Still, sadly, I feel that there are so many African-Americans and Africans who may often not embrace who they are, their roots, and their background. Indeed, as I have gotten older, I have realized that our society can often make us feel empty for being who we are. It can often make us feel that we have to change in order to fit in, that we need to mold ourselves into the “mainstream” to succeed or to get everything that life has to offer.
Yet, I have found that this is not true. Indeed, I have found that this notion is especially not true after visiting South Africa.
Traveling to South Africa and for once, seeing so many people who looked like me, who shared the same ethnic features or history as me, just made so much more aware of who I truly was.
My experience there has taught me so much about myself, and the importance of one revisiting or researching their history and ancestors. This is why I feel it is even more important for African-Americans and Africans to keep embracing our roots back in Africa, to never forget who were and all of the people of my ethnicity who have contributed to the world.
It just saddens me that our society makes us often hate, fear, or be ashamed of who we are. I just don’t understand it.
I don’t understand: why should we waste time feeling scared about traveling back to the Motherland? Why should we feel compelled to talk about those of our own race? Why should we be made to feel ashamed of our culture or our heritage?
My experiences in South Africa truly awakened me to the beauty of having roots in Africa, and to who I am. Seeing people just like me reassured me that I am beautiful. Witnessing the beauty as well as the rich history and culture of Africa reassured me that my ancestors are still just as treasured and important today as they were long ago.
I feel that anyone who has origins in Africa or any country should and must embrace their roots to become the best person they can be in present time. I feel that this is especially vital in order for African-Americans and Africans in order for us to work together and better ourselves. Indeed, I feel that it is so important for us to begin to educate ourselves on our rich history and on the many contributions that we have made to the world.
Certainly, I know that world leaders and other people may often make us feel inferior or that it is ok for us to not embrace our heritage.
However, we must not allow them to make us feel this way. We must hold each other responsible. If we continue to let the negativity take over, we are only hurting ourselves in receiving a great education, bettering our lives, and embracing who we are.
As African identity author Dr. Benjamin F. Chavis, Jr. once stated,
…this is not the time for brothers and sisters in our communities to turn against one another, especially over some false notion that we are without a race, an ethnicity, a culture, a heritage and a proud history that we must convey from one generation to the next.
Indeed, I believe even more now is the time that we must either travel to Africa to learn about ourselves, or we must begin to deeply research who we are.
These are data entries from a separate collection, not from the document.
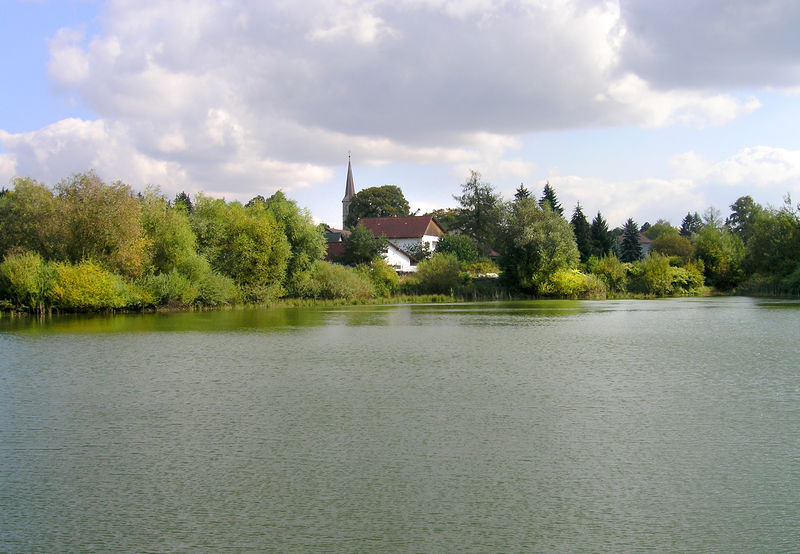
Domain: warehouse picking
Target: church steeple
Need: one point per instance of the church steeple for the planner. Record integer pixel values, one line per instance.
(349, 192)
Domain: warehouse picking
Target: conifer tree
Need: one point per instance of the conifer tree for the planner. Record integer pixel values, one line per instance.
(630, 249)
(549, 197)
(601, 238)
(583, 233)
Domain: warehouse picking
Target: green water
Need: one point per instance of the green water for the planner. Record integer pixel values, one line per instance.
(540, 426)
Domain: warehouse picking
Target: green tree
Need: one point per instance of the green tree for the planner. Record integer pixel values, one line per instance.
(691, 224)
(383, 201)
(583, 233)
(103, 223)
(461, 246)
(630, 249)
(549, 197)
(30, 219)
(722, 254)
(481, 211)
(673, 245)
(744, 213)
(537, 242)
(660, 228)
(361, 247)
(602, 241)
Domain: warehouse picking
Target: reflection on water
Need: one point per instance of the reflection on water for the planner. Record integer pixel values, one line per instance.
(545, 426)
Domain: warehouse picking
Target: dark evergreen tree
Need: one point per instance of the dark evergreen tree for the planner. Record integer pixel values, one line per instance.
(630, 250)
(182, 199)
(691, 224)
(602, 241)
(522, 192)
(549, 197)
(583, 233)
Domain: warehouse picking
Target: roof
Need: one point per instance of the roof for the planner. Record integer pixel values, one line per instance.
(403, 227)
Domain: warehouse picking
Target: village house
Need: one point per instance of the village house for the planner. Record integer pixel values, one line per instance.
(403, 234)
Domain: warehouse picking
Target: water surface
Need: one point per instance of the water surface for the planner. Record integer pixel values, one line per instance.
(546, 426)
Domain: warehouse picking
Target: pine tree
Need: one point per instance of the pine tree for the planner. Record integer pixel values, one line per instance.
(601, 238)
(691, 224)
(630, 249)
(522, 192)
(549, 197)
(583, 233)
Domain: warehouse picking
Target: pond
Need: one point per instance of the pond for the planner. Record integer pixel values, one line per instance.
(546, 426)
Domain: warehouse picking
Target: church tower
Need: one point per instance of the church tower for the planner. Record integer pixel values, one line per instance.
(349, 192)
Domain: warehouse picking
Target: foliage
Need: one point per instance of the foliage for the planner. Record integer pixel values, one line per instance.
(583, 233)
(602, 241)
(691, 224)
(383, 277)
(439, 274)
(333, 281)
(550, 199)
(481, 211)
(672, 245)
(383, 201)
(26, 279)
(103, 223)
(610, 270)
(461, 246)
(246, 245)
(87, 286)
(630, 249)
(571, 283)
(660, 228)
(722, 254)
(30, 219)
(361, 247)
(537, 242)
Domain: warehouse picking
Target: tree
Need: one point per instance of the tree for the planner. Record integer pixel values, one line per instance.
(481, 211)
(602, 242)
(630, 250)
(549, 197)
(103, 223)
(744, 213)
(361, 247)
(384, 201)
(691, 224)
(660, 228)
(182, 199)
(583, 233)
(461, 246)
(536, 243)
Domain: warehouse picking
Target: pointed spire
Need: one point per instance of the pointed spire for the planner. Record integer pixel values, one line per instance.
(349, 189)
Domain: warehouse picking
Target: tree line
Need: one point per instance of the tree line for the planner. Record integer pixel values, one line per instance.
(86, 245)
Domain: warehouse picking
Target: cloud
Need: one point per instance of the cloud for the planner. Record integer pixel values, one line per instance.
(246, 97)
(757, 166)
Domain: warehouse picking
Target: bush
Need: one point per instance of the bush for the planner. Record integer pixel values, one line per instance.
(26, 280)
(571, 283)
(612, 272)
(439, 274)
(87, 286)
(332, 281)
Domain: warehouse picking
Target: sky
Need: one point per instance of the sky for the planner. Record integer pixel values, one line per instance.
(635, 108)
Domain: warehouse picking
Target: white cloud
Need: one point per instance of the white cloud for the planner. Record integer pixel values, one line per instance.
(757, 166)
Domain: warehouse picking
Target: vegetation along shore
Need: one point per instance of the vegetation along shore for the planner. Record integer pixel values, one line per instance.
(86, 245)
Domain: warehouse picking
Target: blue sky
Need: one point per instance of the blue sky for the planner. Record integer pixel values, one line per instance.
(637, 108)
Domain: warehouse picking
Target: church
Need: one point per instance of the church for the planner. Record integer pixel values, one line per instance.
(402, 233)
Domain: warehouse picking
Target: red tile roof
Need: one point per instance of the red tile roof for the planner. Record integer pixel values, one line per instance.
(402, 227)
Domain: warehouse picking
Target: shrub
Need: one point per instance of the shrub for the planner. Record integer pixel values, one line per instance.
(439, 274)
(87, 286)
(332, 281)
(26, 280)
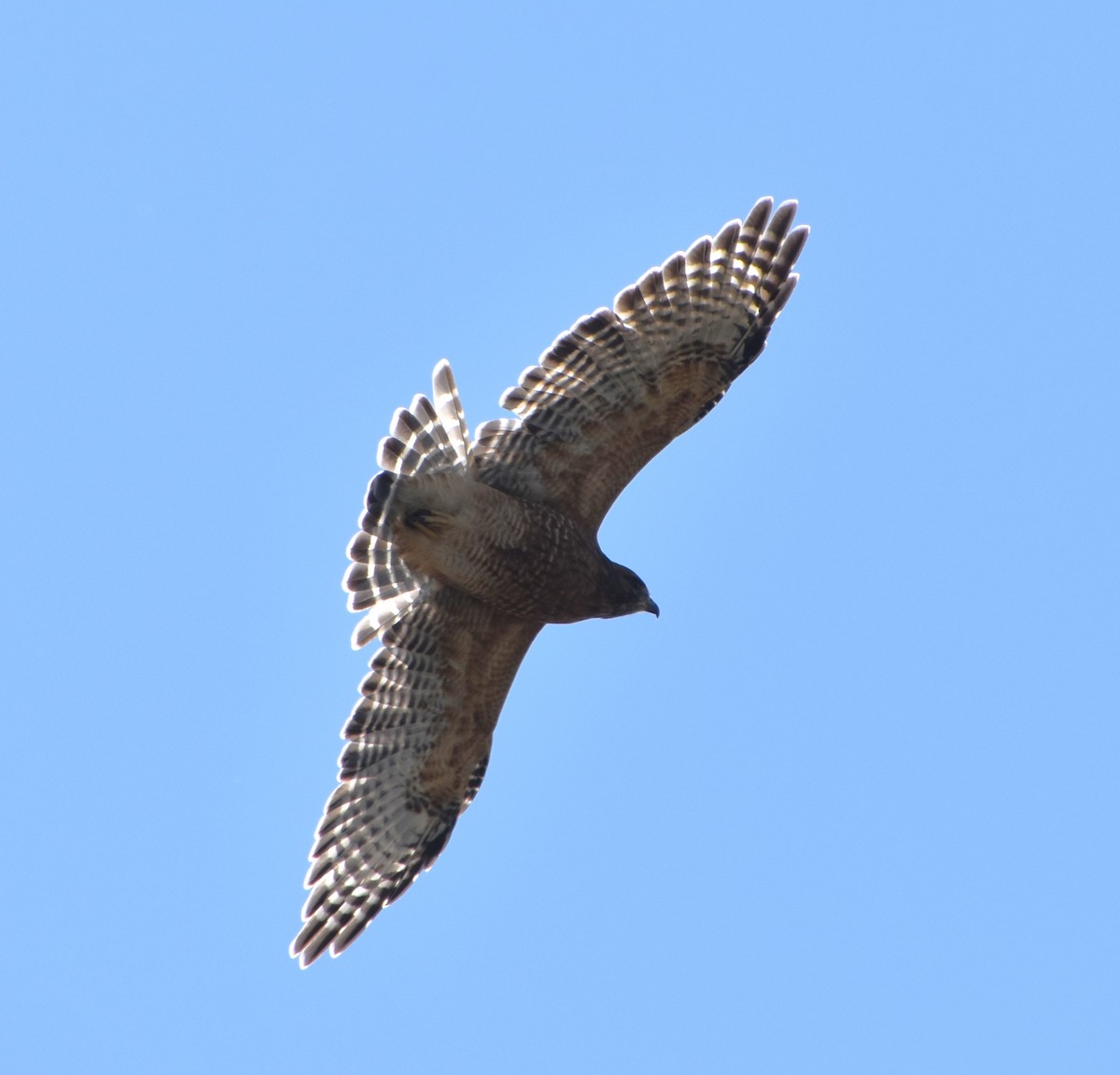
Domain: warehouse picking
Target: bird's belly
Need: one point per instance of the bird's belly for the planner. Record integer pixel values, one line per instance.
(526, 559)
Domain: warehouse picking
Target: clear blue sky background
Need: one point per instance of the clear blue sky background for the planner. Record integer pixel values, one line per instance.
(850, 805)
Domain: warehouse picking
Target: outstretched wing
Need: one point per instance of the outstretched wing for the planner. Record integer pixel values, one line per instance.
(418, 746)
(616, 387)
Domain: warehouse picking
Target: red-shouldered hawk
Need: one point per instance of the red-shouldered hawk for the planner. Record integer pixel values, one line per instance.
(468, 548)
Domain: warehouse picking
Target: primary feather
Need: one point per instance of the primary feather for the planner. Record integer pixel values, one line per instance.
(468, 549)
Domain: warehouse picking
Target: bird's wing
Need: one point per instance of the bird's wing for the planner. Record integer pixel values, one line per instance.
(616, 387)
(417, 748)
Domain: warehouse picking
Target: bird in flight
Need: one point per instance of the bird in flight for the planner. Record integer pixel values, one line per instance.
(469, 547)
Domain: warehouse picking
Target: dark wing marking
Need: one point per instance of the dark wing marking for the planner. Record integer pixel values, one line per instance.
(418, 745)
(614, 390)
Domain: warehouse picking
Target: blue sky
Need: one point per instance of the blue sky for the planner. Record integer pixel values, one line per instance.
(850, 805)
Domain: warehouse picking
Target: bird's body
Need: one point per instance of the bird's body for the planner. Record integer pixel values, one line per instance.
(497, 548)
(469, 547)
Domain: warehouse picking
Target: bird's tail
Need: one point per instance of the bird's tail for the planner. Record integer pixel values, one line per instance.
(426, 438)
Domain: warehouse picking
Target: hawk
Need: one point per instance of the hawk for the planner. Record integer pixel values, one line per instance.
(469, 547)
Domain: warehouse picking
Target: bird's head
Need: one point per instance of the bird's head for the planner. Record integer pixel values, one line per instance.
(628, 593)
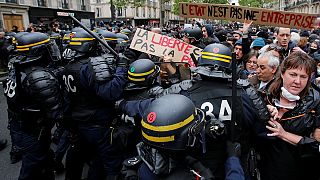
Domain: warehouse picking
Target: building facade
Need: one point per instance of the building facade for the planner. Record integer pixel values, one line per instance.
(145, 13)
(23, 12)
(302, 6)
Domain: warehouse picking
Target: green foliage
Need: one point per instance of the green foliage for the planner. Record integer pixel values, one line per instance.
(254, 3)
(176, 3)
(131, 3)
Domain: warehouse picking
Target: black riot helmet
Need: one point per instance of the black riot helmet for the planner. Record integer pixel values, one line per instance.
(82, 42)
(172, 122)
(143, 72)
(122, 42)
(193, 33)
(33, 46)
(110, 37)
(215, 58)
(126, 31)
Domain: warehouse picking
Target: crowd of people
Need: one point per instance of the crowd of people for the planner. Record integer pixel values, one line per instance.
(131, 115)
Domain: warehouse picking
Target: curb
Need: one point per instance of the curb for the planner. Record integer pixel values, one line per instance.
(3, 76)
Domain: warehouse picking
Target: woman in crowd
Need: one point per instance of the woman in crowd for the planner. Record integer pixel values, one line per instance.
(250, 60)
(289, 151)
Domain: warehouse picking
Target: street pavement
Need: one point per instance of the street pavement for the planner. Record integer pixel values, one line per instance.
(8, 171)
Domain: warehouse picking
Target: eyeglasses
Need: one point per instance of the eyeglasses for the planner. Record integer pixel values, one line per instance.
(253, 62)
(276, 48)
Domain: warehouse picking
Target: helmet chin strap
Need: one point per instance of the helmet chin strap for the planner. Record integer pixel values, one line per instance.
(286, 94)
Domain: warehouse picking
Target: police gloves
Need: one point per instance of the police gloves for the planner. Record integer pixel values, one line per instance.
(233, 149)
(123, 61)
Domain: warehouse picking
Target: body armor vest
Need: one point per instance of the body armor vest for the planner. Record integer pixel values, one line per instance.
(215, 99)
(22, 96)
(83, 103)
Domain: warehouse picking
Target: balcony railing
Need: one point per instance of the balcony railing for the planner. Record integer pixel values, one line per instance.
(42, 3)
(65, 5)
(12, 1)
(301, 2)
(167, 7)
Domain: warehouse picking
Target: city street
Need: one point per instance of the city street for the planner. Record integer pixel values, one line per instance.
(8, 171)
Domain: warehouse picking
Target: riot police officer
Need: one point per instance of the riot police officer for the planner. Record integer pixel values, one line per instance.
(194, 37)
(93, 85)
(34, 103)
(213, 94)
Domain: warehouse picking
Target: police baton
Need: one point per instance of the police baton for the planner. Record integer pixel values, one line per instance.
(234, 96)
(95, 36)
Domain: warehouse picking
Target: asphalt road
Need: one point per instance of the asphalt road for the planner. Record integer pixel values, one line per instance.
(8, 171)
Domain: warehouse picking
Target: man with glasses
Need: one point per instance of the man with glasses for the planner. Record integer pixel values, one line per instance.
(284, 45)
(267, 67)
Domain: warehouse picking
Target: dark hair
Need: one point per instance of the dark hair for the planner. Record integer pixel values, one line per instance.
(249, 56)
(294, 60)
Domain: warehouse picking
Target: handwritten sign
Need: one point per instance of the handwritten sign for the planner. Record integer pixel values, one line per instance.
(240, 13)
(160, 45)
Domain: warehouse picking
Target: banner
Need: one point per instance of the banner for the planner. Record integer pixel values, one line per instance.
(160, 45)
(240, 13)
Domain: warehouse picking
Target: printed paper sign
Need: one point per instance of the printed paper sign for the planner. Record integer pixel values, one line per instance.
(160, 45)
(240, 13)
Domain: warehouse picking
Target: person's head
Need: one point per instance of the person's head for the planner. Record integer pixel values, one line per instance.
(283, 36)
(142, 73)
(35, 47)
(82, 42)
(267, 65)
(172, 123)
(237, 34)
(238, 49)
(14, 28)
(214, 58)
(295, 37)
(207, 31)
(296, 71)
(258, 43)
(303, 42)
(204, 32)
(231, 40)
(2, 34)
(192, 35)
(250, 60)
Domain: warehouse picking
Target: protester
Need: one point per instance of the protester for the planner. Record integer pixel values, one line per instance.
(288, 151)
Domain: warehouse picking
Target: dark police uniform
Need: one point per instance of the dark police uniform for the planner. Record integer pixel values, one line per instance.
(34, 103)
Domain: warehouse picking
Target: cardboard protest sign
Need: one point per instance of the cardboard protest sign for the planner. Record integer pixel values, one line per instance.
(240, 13)
(160, 45)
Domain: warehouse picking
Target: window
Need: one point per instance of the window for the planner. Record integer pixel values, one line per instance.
(11, 1)
(83, 6)
(65, 4)
(120, 11)
(143, 12)
(98, 11)
(137, 11)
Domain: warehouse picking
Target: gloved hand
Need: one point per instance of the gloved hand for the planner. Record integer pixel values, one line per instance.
(233, 149)
(123, 61)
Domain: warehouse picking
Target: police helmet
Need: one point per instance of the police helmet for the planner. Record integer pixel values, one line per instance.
(126, 32)
(216, 55)
(143, 72)
(110, 37)
(33, 46)
(215, 61)
(172, 122)
(193, 33)
(81, 41)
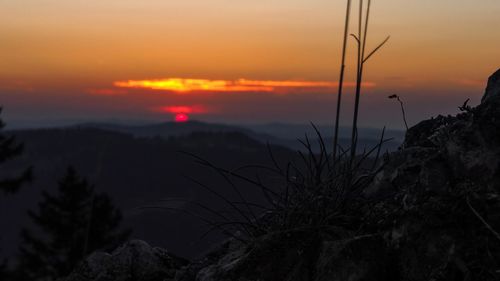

It is by discovering our past that we will fully begin to embrace our present. I think these actions will help our youth to also feel more dignified in embracing who they are and to appreciate their history.
Now, as an adult, every time I look into a mirror, I reminded of who I am and my heritage. My skin, my features, my eyes, my nose—everything shows me my roots. My features inspire me to realize that not only am I an American, but I am African. I am beautiful just the way I am. I have so much to offer the world through my history, and I should continue to uphold the legacy of my ancestors and all they wanted their families and future generations to have: a great education, self-empowerment, freedom, education, and the drive to persevere throughout all of life’s challenges.